Sentidos. Conseqüências de suas perdas, necessidade
do outro como conforto, reaproximações, uniões, privações, novas
adaptações. Em Sentidos do Amor (Perfect Sense,
2011), um tema bastante inusitado e criativo é proposto. Uma pandemia
pouco a pouco tira os sentidos dos seres humanos. Seguiremos uma luta
contra o tempo para a resolução desse caótico acontecimento levantando
questões sem dispensar hipóteses. Seria o juízo final? Punição divina?
Alguma experiência biológica que não deu certo? Sem respostas, fica a
busca por soluções nesse infortúnio mundial, enquanto as pessoas não
desaparecem completamente.
Aparentemente sugerido como um típico filme
catástrofe, a história narrada acompanha, mais do que qualquer outra
coisa, o dia a dia de um casal, o chef Michael (Ewan McGregor) e a
epidemiologista Susan (Eva Green) buscando sobreviver à pandemia. Eles
se conheceram casualmente, quando o homem pediu um cigarro à moça que
fumava na janela. O ato serve como metáfora à história de Rapunzel que,
ao atirar as tranças, é simbolicamente libertada. No caso, Susan traz um
histórico de solidão predominante e relacionamentos infelizes,
revelados em nuances e conversas nos diálogos intimistas com a irmã.
Um romance inicia entre a dupla, com Michael lutando
para manter o restaurante que vem perdendo clientes após a dissipação do
olfato. Os artifícios trabalhados pelo roteiro são interessantíssimos,
como a busca por outro sentido favorecendo o contínuo consumo dos
alimentos naquele lugar. De outro lado, as pesquisas de Susan não dão
certo, ela se percebe impotente junto ao mundo, incapaz de lidar com a
doença, assistindo o caos tomar conta e promover um retorno ao
primitivismo humano. Não parece haver nada nos céus e tampouco na
ciência que possa mudar tudo, restando apenas humanos sozinhos e frágeis
se virando como podem, tendo somente um ao outro para se apoiar. Uma
cena em particular é bem arquitetada, a qual os rostos de Green e
McGregor fundem-se constituindo um só.
David Mackenzie cria um universo abrangendo
empecilhos das sensações, ou melhor, da falta delas, sugerindo a todo
instante sua importância e o que nos resta sem elas.
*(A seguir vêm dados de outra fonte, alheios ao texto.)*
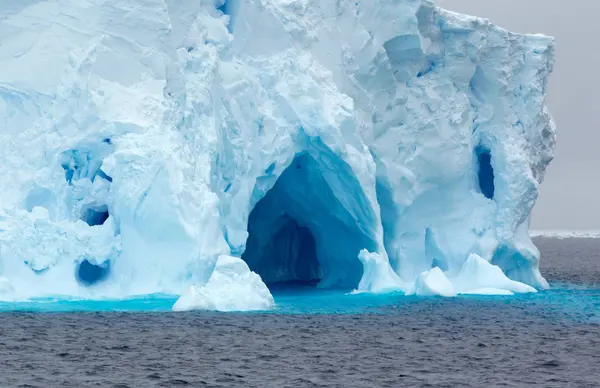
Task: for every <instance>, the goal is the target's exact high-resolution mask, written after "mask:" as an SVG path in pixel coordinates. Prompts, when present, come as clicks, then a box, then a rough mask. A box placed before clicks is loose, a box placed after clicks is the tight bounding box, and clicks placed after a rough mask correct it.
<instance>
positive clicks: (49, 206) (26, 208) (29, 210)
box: [25, 186, 56, 212]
Esperta, também, é a
maneira em que procura esboçar o antes do surto em que um dos sentidos
se vai. Fica uma graça romantizada em meio a uma tragédia assolante,
cujo recurso é a companhia, desprendendo de toda a construção humana
para se apegar ao contato com o outro, o que, ao seu modo, é posto como
algo que realmente importa. Narrações em off feitas pela talentosa e
bela Eva Green salientam em momentos iluminados – fortalecidos pela boa
fotografia – um mundo de idealizações, de pequenas coisas que forma um
todo belo e contemplativo. Aquele casal ali, sorrindo: ninguém
imaginaria pelo que estariam passando.
São concepções que quase beiram a pieguice, mas as
construções não caem no lugar comum, com lapsos de expressões
filosóficas balanceando o morno roteiro. Há muito o que se refletir
dali, das relações, das ações. Dispensando pragmatismos e maniqueísmos,
os poucos recursos fílmicos são bem utilizados dentro de suas limitações
a favor de contar uma boa história sobre o amor em comunhão. Não passa
disso, não é tão ousado, é direto no que propõe sem maiores pretensões a
não ser questionar o homem, o que já é uma proposta demasiada fecunda.